Monday, 14 December 2015

I've Been Gone Way Too Long

Well I am now in my last year of college, on to being a Early Childhood Educator. So much has happened and so much has changed. I can honestly say I am ready to hibernate for winter.

So far I have failed and passed classes, I have made new friends and also lost those new friends, and so much more. College is crazy with changes. I don't live at home anymore, it is a mind blowing difference. I can honestly say I am glad I did go through with going to college, even if I do have days when I wish I wasn't here anymore. My Christmas Holiday is starting this week which is exciting and also nerve wracking as that means I am so much closer to being done college. This is worse than when I finished high school, after I finish this no more school starts in September I just right into working somewhere.

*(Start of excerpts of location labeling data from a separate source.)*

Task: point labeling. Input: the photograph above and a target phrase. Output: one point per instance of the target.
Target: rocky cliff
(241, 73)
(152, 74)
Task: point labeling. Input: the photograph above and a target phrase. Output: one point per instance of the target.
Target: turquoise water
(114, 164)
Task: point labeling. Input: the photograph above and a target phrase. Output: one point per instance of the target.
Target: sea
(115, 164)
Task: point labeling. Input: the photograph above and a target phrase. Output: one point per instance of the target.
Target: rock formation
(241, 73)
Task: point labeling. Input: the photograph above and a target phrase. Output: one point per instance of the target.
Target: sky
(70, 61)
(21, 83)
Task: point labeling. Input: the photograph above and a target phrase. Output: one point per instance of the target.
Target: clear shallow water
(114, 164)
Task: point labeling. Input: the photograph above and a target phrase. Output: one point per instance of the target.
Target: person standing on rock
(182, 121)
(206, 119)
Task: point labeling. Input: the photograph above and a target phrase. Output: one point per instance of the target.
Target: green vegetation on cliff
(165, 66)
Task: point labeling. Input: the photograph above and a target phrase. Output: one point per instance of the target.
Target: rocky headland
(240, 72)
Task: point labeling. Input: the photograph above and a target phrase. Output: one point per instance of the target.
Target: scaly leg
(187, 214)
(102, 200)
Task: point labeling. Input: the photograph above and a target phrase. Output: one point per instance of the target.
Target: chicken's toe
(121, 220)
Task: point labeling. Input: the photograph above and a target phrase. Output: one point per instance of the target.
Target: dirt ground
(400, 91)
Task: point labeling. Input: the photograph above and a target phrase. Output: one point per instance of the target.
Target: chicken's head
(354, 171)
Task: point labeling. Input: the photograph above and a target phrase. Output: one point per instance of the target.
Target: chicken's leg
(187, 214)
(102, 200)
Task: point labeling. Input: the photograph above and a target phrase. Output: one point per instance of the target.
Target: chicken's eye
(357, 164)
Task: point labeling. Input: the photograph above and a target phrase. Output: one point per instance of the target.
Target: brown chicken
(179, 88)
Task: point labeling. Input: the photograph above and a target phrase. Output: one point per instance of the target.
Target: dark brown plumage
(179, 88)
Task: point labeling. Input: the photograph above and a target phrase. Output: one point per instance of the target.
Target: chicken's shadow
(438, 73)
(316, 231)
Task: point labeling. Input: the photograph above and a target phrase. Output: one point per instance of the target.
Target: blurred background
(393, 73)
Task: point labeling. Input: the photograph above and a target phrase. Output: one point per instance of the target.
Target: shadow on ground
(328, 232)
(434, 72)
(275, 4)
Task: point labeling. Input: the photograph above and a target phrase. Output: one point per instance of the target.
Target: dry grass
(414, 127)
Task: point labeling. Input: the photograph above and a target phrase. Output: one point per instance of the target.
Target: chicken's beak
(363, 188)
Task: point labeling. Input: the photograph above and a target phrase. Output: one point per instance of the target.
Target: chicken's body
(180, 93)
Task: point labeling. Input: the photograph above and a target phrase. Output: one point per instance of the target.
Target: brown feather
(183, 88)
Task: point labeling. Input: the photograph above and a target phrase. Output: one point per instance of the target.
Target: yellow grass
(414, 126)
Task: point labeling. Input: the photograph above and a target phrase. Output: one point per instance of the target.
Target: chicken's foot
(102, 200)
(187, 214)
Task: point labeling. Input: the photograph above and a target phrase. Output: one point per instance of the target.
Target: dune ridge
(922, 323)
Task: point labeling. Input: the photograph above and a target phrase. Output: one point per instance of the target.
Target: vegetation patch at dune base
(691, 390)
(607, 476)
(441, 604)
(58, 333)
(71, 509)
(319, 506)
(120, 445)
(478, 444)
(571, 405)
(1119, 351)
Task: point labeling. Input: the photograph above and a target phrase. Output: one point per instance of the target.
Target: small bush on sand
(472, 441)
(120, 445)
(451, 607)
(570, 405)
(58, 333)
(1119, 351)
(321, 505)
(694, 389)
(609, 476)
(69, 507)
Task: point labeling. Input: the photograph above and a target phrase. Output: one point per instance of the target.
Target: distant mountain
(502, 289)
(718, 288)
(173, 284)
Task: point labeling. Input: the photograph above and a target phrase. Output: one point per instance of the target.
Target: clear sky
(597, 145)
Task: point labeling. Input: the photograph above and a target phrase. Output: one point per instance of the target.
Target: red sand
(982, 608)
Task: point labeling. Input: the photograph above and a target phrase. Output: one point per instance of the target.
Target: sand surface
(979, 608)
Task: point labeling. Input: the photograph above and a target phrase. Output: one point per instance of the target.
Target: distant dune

That is going to be crazy like 15 years of school and now it is going to end. That is going to be a big change!

I enjoy these changes AFTER they happen, I learn a lot but before and as they are happening it is a very stressful experience that I would like to just skip. Also growing up sucks! There is so much more to do now, I pay bills and do taxes! It is crazy different than last year. Last year all I had to worry about was phone bill now I have rent to watch out for and I still don't understand taxes.

I would love to be sitting in a high school math class right now, that was something I could do. I miss math. Here is a tip for the future if you are really good and enjoy a certain course find something in college that actually has that course within it! Don't do what I did, I love math and went into a program that is all English class type work. English was my worst subject!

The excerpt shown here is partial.